From: Scott Royall [mailto:royall@conchbbs.com]
Sent: Friday, August 16, 2013 15:17
To: Rachel Elias
Subject: Vocalizer

Rachel,

I have a request: Would you please re-send the Vocalizer SDK to me? Or rather, given the vagaries of how Nuance operates, would you please make arrangements for me to re-acquire it? I obviously no longer have it, and I need a second look at it.

We both know how I feel about Eloquence, I routinely have it doing things that even its creators probably never even considered. But, as you pointed out a while back, Nuance currently owns Eloquence and regards it as a dead technology. Putting aside my personal opinion of that decision, I can’t dispute its logic. There has never been much public interest in high-quality voice synthesis, and Eloquence achieves quality by being very customizable. Few users would take the time to tweak that quality from it, however, preferring simpler solutions. That’s really why Eloquence was allowed to sunset.

Yet, there are a few people like me who need voice synthesis that’s good enough to effectively communicate with total strangers while hopefully being flexible enough to convey at least some of the user’s personality. Given that Eloquence is dying a lingering death, somebody has to be looking at what comes next. It’s a safe bet established vendors of assistive and argumented communication solutions aren’t, because the healthcare and education personnel who distribute such products continue to favor simplicity.

Once more, it falls to reluctant pioneers like me to investigate what remains possible, and that’s the reason for my request. I need to find out what products like Vocalizer can and can’t be made to do, since I’ll probably outlast Eloquence by at least a little while. In fact, I do have a test regime to subject Vocalizer to, and Nuance may benefit from what I find.

My first step will be to construct a bare-bones application with just enough functionality to allow me to exercise Vocalizer. The Eloquence SDK came with such a test app, but the Vocalizer SDK doesn’t as I recall. In any case, the purpose of the app will be to give me enough access and control to test Vocalizer under a variety of conditions.

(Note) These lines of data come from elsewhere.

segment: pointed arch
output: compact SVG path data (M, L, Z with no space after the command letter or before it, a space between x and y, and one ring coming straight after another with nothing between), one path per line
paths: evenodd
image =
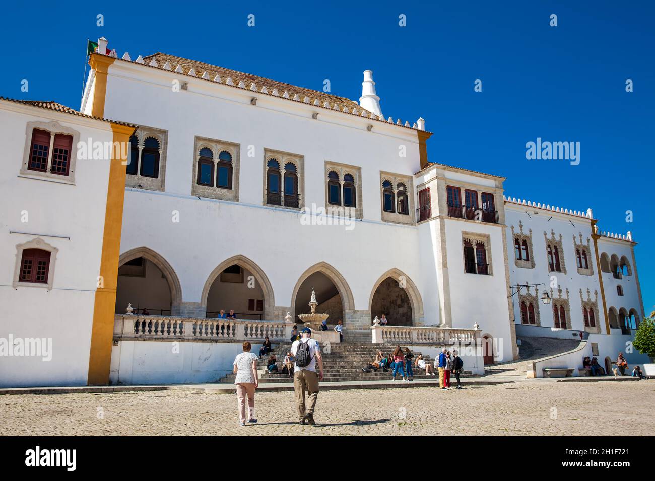
M391 277L400 285L401 281L404 281L405 291L409 298L409 302L411 304L412 310L412 325L422 326L424 324L423 317L423 300L421 297L421 293L416 287L416 284L400 269L395 267L389 269L381 276L371 290L371 296L369 298L369 312L373 314L373 298L375 295L375 291L380 287L380 284L384 281L387 277Z
M295 300L296 296L298 295L298 291L300 290L301 286L303 283L313 274L316 272L321 272L324 274L332 283L334 284L334 287L337 288L337 291L339 293L339 297L341 298L341 306L344 312L344 317L345 318L345 313L348 311L352 311L355 308L355 301L352 297L352 291L350 290L350 286L348 283L346 282L346 279L338 270L337 270L334 267L328 264L328 262L320 262L317 264L314 264L313 266L308 268L303 272L299 277L298 277L297 282L295 283L295 286L293 287L293 293L291 296L291 308L293 310L293 319L295 319L296 313L295 311Z
M265 321L272 321L275 298L273 295L273 287L271 284L271 281L269 280L268 276L264 273L261 268L253 260L240 254L225 259L214 268L214 270L210 274L209 277L207 277L207 280L205 281L204 287L202 288L202 294L200 297L200 304L202 306L202 309L206 311L207 298L209 296L209 291L214 281L216 280L223 271L235 264L248 269L255 276L255 279L259 283L259 286L261 287L262 292L264 294L263 319Z
M182 287L179 283L179 278L175 273L173 267L164 257L149 247L142 245L134 247L124 252L119 257L119 267L137 257L143 257L153 262L164 274L168 287L170 289L170 301L173 306L179 306L182 303Z

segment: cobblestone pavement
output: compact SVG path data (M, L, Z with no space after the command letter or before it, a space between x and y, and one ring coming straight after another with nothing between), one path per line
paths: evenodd
M236 397L181 391L0 396L0 435L652 435L655 381L524 382L324 391L316 426L299 426L293 393L257 395L240 427Z

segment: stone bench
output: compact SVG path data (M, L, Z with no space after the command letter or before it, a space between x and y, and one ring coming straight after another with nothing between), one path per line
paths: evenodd
M574 370L572 368L546 368L542 369L544 378L572 378Z

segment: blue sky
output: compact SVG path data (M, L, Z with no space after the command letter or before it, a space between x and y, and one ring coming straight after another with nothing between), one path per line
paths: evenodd
M631 230L655 309L655 3L144 3L4 5L0 96L79 108L86 39L102 35L132 58L160 51L316 90L328 79L354 99L370 69L386 116L426 119L430 160L503 175L509 195L591 207L601 230ZM526 160L538 137L579 141L580 164Z

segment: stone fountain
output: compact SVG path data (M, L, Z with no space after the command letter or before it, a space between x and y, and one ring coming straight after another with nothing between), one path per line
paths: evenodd
M329 314L326 313L319 314L316 313L316 306L318 305L318 302L316 302L316 293L314 292L313 287L312 288L312 299L309 301L309 305L312 310L311 313L309 314L298 314L298 318L312 330L318 330L319 325L328 319Z

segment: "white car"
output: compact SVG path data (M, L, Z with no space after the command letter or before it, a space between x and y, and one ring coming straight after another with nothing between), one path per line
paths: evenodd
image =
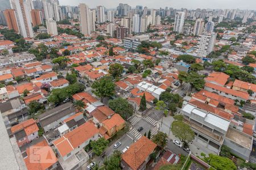
M95 166L96 163L93 162L87 166L87 170L91 170Z
M182 144L180 143L180 142L179 142L177 140L174 139L173 141L174 143L179 146L179 147L182 147Z
M126 146L123 148L123 150L122 151L122 153L125 153L128 149L129 148L129 146Z

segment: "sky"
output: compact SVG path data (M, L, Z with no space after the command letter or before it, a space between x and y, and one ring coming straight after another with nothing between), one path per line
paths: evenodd
M115 8L119 3L127 3L132 7L136 5L149 8L186 8L189 9L212 8L256 10L256 0L59 0L60 5L77 6L80 3L87 4L90 8L103 5L107 8Z

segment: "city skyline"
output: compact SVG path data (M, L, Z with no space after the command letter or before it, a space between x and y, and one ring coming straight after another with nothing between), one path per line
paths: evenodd
M97 6L102 5L107 8L115 8L119 3L127 3L133 8L137 5L147 6L148 8L164 8L166 6L172 7L174 8L185 8L188 10L200 8L211 8L211 9L233 9L240 8L241 10L256 10L253 8L256 6L256 1L245 0L243 3L239 0L216 0L214 1L206 1L204 0L193 0L192 2L188 0L181 1L167 1L167 0L131 0L131 1L118 1L110 2L95 0L95 1L81 1L75 0L71 4L68 0L60 1L60 5L78 6L80 3L85 3L90 7L96 7Z

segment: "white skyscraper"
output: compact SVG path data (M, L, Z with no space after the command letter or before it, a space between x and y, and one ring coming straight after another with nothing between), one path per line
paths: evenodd
M28 2L23 0L11 0L13 8L14 9L19 27L19 33L23 37L33 37L31 11L28 6Z
M51 18L49 18L46 22L48 33L53 35L57 35L58 31L57 29L57 24L56 23L56 21Z
M80 23L80 31L84 35L90 35L92 29L92 21L90 18L90 12L88 6L85 3L79 4L79 19Z
M193 34L195 36L199 36L203 33L204 31L204 20L201 18L199 18L196 20L194 26L194 29Z
M184 12L177 12L175 14L175 20L174 22L174 31L181 33L183 27L185 18Z
M155 26L155 15L156 11L155 10L151 10L150 12L150 15L151 16L151 22L152 26Z
M135 33L139 32L139 27L140 27L140 18L139 15L135 14L134 16L133 16L133 32Z
M215 33L204 33L200 36L197 44L197 56L206 57L213 51L216 36Z
M205 24L205 32L207 33L211 33L214 29L214 23L213 22L208 22Z
M59 3L55 0L42 0L44 16L46 20L49 18L55 21L60 20L59 13Z
M109 23L107 25L107 33L109 33L110 36L114 36L114 33L115 30L115 24L114 23Z
M141 18L140 32L145 32L147 29L147 17L146 15L142 16Z
M110 23L113 23L114 21L114 14L115 11L108 11L108 21Z
M220 16L218 17L218 23L220 23L222 22L224 17L224 15L220 15Z
M159 15L158 15L155 18L155 25L160 26L160 24L161 24L161 17Z
M96 10L92 9L89 10L89 18L90 22L90 30L91 31L95 31L95 23L96 22Z
M97 7L97 22L98 23L102 23L106 22L106 16L105 15L105 7L103 6Z

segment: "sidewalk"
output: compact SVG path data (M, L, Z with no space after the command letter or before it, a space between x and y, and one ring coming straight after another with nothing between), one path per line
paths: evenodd
M172 116L168 116L167 117L163 117L163 122L162 122L162 120L160 120L158 122L158 123L160 124L160 126L162 124L160 130L168 135L168 138L172 140L177 139L170 130L174 121L174 118ZM192 142L189 143L189 148L194 155L201 156L200 155L201 152L205 153L207 155L208 155L209 154L217 154L214 151L206 148L204 146L203 146L201 143L196 141L196 139L194 139Z

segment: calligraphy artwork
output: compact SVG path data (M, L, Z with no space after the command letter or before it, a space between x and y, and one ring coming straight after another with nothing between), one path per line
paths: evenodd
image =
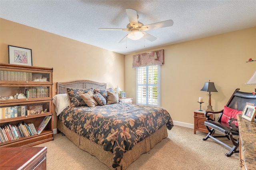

You may dimly remember that I am also an Amateur Radio Operator so you may have some small appreciation of the conditions I need to test Vocalizer under. It’s fair to call some of the conditions downright unfavorable, but let’s remember that Eloquence has survived in such environments for years so they are certainly survivable. My thinking is that, even in situations where Vocalizer may fall short, valuable information can still be obtained and relayed back to its engineers. That’s one advantage of dealing with a current product, we stand at least a little chance of affecting positive change. Since most users don’t bother to adjust what is handed to them, maximum intelligibility has to come baked in.

Once we get reasonable performance from Vocalizer, I then have to face the onerous task of mating it with Xpress-It. That’s the actual app that provides what limited effectiveness I do have verbally. It does this by learning the word patterns I tend to use and then providing predictive suggestions. While I don’t really expect to ever sell a copy of Xpress-It, you never know, especially after I’m gone.